With that change, white residents are now a minority of the population in six of the state’s 10 most populous cities: Boston, Worcester, Springfield, Lowell, Brockton and Lynn.
Fall River, which is about 71 percent white, is the only city in that top 10 list that is less diverse than Massachusetts as a whole.
And many smaller communities that were once homogenous have also undergone substantial transformation as the currents of demographic change swirl.
Take Hopkinton, a 28-square-mile MetroWest community perhaps best known as the starting point for the Boston Marathon, as an example. More than nine out of 10 of its residents were white in 2010, and the Census Bureau that year counted 654 town residents who identified as Asian.

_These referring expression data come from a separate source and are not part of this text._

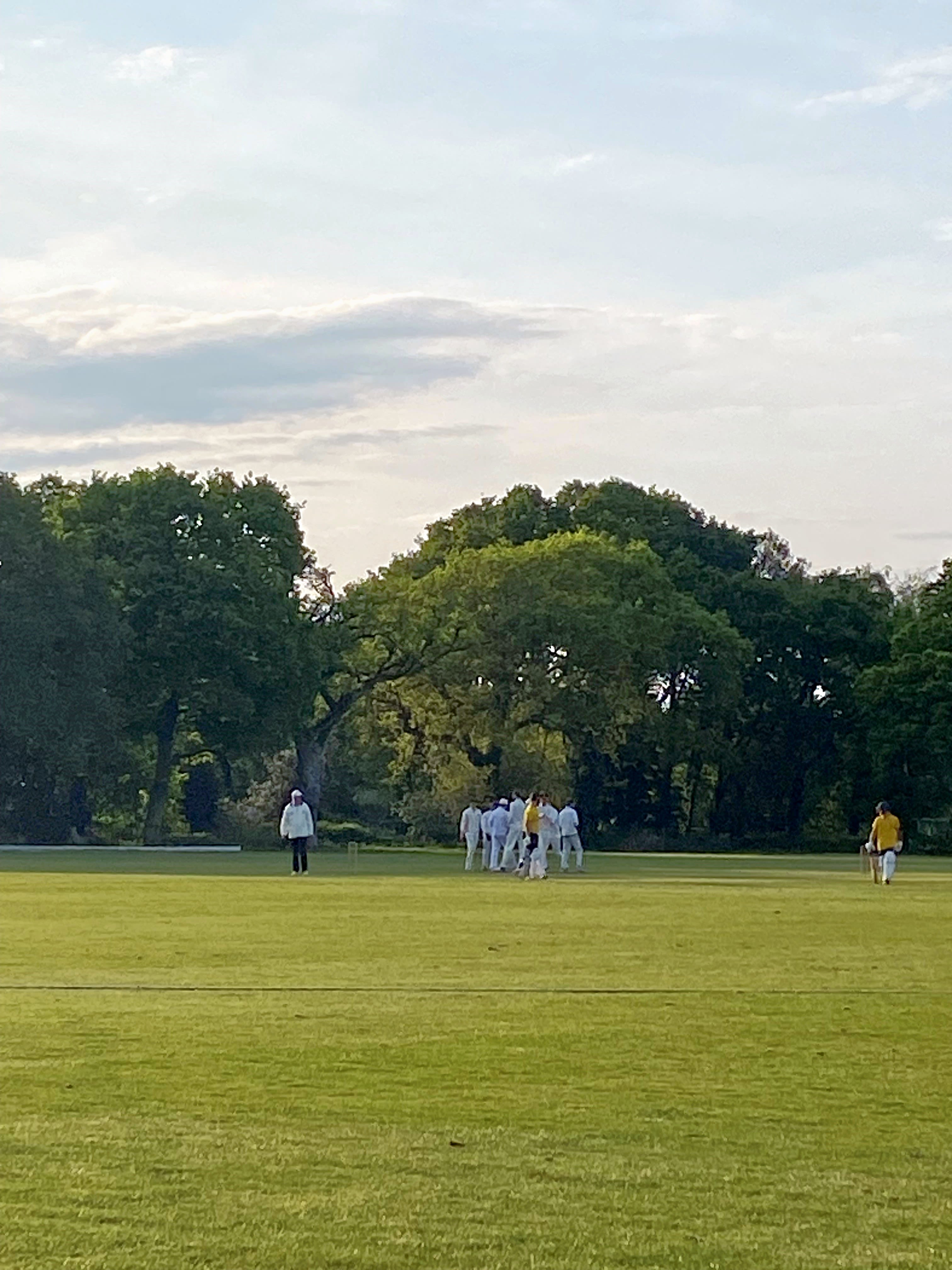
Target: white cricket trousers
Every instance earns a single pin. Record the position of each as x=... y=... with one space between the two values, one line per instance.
x=549 y=840
x=498 y=844
x=572 y=843
x=512 y=841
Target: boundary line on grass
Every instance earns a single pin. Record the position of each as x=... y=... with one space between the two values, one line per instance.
x=433 y=990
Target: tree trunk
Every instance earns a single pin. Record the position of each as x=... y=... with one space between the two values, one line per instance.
x=666 y=801
x=166 y=752
x=311 y=769
x=795 y=804
x=696 y=770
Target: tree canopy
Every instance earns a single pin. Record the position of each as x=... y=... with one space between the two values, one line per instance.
x=172 y=646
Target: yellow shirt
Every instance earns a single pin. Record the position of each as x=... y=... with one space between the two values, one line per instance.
x=887 y=832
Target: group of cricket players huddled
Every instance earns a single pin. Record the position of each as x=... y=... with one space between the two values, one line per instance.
x=517 y=835
x=884 y=845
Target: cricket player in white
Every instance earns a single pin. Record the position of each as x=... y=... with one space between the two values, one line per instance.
x=514 y=838
x=499 y=828
x=547 y=828
x=487 y=835
x=470 y=832
x=569 y=830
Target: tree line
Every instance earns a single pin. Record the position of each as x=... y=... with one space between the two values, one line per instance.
x=172 y=658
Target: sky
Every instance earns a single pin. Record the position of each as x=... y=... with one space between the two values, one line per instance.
x=402 y=255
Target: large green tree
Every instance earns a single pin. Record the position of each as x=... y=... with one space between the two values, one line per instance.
x=211 y=578
x=575 y=638
x=61 y=660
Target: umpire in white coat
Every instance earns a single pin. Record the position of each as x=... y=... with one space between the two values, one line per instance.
x=569 y=831
x=298 y=825
x=470 y=832
x=514 y=839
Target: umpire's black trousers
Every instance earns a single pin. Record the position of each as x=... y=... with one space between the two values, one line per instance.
x=300 y=846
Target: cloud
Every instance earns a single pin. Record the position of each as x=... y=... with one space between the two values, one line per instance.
x=159 y=63
x=572 y=163
x=74 y=361
x=920 y=82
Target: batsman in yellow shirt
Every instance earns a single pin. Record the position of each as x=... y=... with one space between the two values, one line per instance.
x=885 y=844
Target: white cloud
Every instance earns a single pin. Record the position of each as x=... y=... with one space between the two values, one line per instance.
x=572 y=163
x=159 y=63
x=920 y=82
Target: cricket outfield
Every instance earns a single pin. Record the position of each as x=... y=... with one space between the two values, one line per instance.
x=671 y=1062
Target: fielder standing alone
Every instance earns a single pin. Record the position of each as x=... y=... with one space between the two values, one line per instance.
x=298 y=825
x=885 y=844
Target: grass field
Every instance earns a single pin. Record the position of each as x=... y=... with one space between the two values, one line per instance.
x=722 y=1063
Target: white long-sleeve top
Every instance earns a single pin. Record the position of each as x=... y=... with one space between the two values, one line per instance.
x=499 y=822
x=296 y=822
x=470 y=821
x=569 y=821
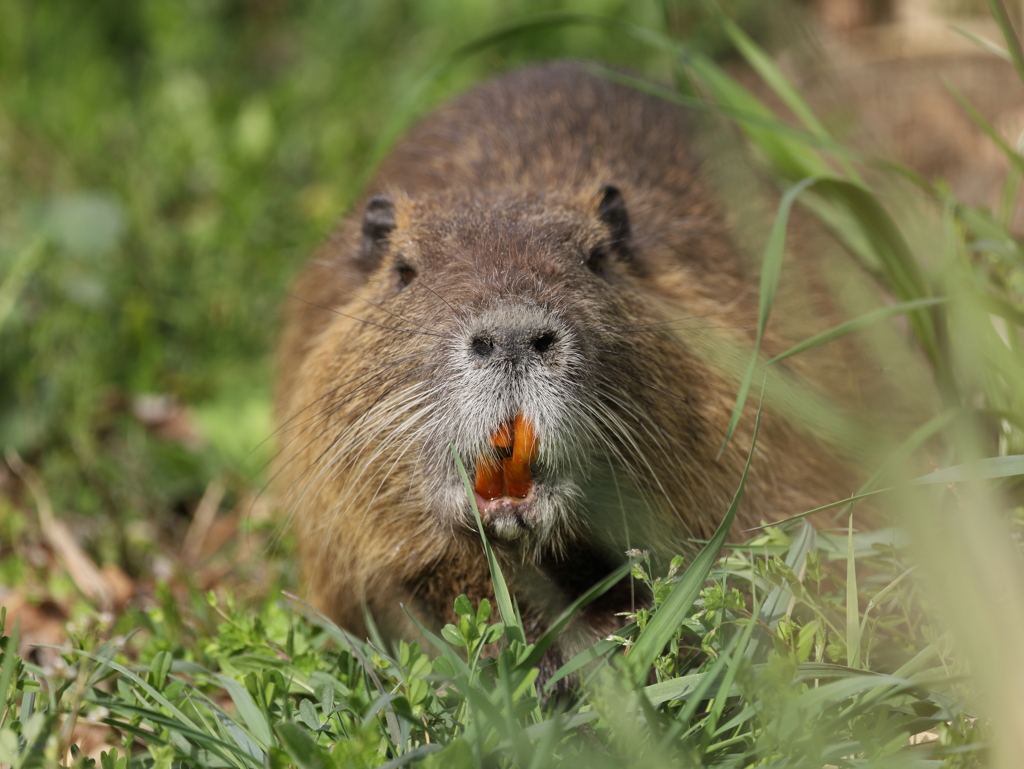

Over the ensuing decade, the town’s Asian population exploded to about 3,300, a more than 400 percent increase. That rapid expansion helped Hopkinton’s overall population grow by more than a quarter since 2010, even as the town’s total number of white residents remained virtually flat.
The shifting racial makeup of the state could factor heavily into redistricting decisions that lawmakers will make in the coming months as they embark on the once-every-decade process of redrawing state legislative, congressional and Governor’s Council boundaries.
After the 2010 Census, the Legislature crafted 20 majority-minority districts in the House and three in the Senate.
By some accounts, that total no longer fully reflects the state: in February, the Lawyers for Civil Rights group published a report estimating that five existing House districts and one Senate district have transitioned from mostly white to mostly non-white since the last redistricting process.